MR MULCAHY (Molonglo) (11.00): I would like to make a few comments following on from what Mrs Dunne has had to say, focusing particularly on the issue of the moratorium about which I have had representations from constituents and people affected by the plan. The bill, as amended, will create a moratorium on the issuing of licences to extract and it would appear from the advices that it will be for a period of two years, commencing with the enactment of this bill.
The concerns that have been raised relate to the level of consultation that should have occurred. I understand that the response that Environment ACT have given to the opposition was that they consider that the media release that was issued when the bill was introduced in May suffices in that regard. I think that, on a matter as significant as this, a greater level of consultation should have occurred.

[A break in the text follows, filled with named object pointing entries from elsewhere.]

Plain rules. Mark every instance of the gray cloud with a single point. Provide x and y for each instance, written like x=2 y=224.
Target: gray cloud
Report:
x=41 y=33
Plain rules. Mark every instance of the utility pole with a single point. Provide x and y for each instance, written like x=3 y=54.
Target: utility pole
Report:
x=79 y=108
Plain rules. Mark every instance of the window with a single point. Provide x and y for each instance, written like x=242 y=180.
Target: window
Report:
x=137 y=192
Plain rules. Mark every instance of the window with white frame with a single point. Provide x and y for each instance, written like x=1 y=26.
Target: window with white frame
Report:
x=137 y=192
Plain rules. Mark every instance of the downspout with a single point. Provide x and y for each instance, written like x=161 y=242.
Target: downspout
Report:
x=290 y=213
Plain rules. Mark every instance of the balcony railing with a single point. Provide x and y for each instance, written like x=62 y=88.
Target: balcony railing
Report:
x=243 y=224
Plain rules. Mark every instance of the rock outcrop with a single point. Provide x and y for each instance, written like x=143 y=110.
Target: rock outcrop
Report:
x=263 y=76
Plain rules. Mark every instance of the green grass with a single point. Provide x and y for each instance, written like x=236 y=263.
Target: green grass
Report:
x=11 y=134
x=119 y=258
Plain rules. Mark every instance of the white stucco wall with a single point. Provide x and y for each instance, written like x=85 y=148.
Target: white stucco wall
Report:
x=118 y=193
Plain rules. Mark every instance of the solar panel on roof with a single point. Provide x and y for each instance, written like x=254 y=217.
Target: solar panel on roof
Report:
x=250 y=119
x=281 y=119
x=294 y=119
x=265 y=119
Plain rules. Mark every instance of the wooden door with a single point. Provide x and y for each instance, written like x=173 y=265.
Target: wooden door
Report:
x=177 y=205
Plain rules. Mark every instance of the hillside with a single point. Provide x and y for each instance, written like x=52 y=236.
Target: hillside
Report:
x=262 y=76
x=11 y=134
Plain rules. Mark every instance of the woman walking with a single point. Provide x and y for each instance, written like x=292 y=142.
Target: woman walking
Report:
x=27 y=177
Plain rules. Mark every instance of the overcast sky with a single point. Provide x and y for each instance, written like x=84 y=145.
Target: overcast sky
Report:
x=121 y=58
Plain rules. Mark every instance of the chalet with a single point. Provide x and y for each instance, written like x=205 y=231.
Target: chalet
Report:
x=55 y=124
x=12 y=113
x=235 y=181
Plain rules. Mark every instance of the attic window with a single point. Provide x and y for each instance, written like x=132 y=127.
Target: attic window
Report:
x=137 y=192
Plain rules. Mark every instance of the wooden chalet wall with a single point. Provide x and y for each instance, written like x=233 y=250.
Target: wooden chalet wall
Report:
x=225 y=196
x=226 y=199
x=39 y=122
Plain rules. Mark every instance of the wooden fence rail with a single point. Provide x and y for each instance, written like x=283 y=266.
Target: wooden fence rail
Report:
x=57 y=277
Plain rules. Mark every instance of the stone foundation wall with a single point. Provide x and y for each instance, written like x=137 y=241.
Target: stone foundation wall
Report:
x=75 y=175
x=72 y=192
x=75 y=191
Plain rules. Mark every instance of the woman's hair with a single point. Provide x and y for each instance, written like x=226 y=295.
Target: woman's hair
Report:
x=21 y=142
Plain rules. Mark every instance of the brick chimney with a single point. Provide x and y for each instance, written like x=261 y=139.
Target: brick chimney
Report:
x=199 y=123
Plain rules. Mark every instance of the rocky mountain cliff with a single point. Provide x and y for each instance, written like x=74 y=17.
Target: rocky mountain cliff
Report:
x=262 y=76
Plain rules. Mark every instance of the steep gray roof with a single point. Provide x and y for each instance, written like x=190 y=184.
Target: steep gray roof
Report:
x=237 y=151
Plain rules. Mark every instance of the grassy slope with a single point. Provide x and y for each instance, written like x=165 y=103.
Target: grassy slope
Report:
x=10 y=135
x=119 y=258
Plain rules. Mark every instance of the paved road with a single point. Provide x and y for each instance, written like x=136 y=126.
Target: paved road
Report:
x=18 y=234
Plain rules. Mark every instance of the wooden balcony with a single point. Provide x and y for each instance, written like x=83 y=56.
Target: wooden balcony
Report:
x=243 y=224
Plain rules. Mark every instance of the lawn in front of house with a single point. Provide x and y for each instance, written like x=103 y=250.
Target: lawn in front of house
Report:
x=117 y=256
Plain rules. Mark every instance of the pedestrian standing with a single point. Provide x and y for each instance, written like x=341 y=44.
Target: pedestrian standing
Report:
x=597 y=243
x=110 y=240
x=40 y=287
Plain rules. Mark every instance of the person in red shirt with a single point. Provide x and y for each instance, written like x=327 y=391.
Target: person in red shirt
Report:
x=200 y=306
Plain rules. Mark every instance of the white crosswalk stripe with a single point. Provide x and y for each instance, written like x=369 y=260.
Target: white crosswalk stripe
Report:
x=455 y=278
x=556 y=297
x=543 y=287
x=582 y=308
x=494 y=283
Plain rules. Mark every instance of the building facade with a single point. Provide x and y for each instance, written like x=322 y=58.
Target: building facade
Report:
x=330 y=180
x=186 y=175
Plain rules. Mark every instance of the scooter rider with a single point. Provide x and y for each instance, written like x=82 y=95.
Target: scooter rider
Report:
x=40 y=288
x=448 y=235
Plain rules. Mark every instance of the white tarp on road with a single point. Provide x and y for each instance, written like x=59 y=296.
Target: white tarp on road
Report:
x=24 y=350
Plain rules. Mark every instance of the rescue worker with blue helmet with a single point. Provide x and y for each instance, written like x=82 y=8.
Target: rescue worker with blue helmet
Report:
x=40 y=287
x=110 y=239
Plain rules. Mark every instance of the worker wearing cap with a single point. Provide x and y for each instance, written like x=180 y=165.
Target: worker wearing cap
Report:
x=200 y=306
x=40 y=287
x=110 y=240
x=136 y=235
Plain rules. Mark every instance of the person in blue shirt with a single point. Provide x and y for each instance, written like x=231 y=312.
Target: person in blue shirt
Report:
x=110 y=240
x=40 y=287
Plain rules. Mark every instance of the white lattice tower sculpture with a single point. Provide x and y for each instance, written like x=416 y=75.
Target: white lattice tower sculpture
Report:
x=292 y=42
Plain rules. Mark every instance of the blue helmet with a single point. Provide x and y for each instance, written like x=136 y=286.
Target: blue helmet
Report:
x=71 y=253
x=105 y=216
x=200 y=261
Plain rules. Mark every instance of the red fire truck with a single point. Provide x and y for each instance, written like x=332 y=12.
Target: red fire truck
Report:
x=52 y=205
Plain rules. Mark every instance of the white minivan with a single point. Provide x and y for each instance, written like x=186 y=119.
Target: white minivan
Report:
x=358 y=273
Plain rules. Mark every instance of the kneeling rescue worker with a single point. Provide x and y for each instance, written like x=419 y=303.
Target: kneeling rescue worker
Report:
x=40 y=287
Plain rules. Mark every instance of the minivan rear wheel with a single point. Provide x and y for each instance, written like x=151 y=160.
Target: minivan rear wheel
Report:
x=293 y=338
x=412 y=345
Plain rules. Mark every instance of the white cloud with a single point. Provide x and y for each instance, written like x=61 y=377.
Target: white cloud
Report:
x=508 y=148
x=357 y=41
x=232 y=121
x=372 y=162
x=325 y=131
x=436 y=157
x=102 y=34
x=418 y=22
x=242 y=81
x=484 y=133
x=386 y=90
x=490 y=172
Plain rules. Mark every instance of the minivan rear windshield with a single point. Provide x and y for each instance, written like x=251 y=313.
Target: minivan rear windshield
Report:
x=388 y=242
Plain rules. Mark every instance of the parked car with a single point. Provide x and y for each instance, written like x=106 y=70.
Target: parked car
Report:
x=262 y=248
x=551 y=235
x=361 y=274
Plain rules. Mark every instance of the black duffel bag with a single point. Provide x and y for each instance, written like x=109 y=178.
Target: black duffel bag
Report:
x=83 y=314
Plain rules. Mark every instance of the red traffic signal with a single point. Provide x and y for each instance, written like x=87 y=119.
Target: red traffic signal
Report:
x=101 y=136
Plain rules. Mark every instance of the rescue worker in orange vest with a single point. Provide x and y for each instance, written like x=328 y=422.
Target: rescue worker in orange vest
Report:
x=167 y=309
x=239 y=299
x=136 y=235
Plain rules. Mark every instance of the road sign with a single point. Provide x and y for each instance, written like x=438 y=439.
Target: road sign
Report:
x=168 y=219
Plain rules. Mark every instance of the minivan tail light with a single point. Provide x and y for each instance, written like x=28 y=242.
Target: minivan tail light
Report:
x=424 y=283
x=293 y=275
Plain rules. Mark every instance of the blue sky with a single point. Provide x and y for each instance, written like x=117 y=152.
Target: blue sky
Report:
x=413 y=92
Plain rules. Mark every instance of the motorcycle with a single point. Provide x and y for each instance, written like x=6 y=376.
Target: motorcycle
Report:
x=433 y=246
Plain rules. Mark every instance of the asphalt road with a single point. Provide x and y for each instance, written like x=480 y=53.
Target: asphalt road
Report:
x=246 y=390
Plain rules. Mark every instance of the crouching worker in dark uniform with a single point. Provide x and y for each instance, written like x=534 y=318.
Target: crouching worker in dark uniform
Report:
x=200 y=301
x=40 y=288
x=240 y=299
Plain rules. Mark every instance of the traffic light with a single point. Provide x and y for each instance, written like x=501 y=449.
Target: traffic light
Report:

Other issues that Mrs Dunne alluded to in relation to a matter before the courts, which I will make mention of briefly, suggests that a wait and see approach would be appropriate for the time being.
Obviously, the creation of a moratorium impacts not only on environmental issues, but also issues surrounding property law, and indeed constitutional law. It would seem from this legislation that it is the clear intention of the government to circumscribe people’s access to ground and surface water. The moratorium is so the government can decide the size of the water resource and then work out a new scheme for access to the resource. But the long and short of it is that people’s access to water will be curtailed. I guess what has troubled me through much of this debate, and we had discussions at estimates, is that I am concerned to try to feel comfortable that good science is behind the approach that is being taken in a number of these cases.
I am also concerned as to what the legal position will be in terms of people’s rights, their property rights in particular, and I think that is an issue that warrants further consideration. Making particular mention of the case of Rashleigh v Environment Protection Authority, the ACT Supreme Court has found that the denial of licensing rights is an unlawful interference with property rights. Indeed, the court found during this case that pre-1998 leaseholders have an irrevocable right to use the bore water under their property. This is recognised by the act, which provides to the government:
The right to the use, flow and control of all water of the territory, other than groundwater, under the land, the subject of a lease of territory land granted before the commencement of this section, is vested in the Territory.
The position of the law at the present time is that these residents have a right to use the water under their land. However, I should note that, while acknowledging this right, Justice Crispin also recognised the need for the use of bore water to be licensed, and this is in recognition of the environmental interests that are tied to this issue.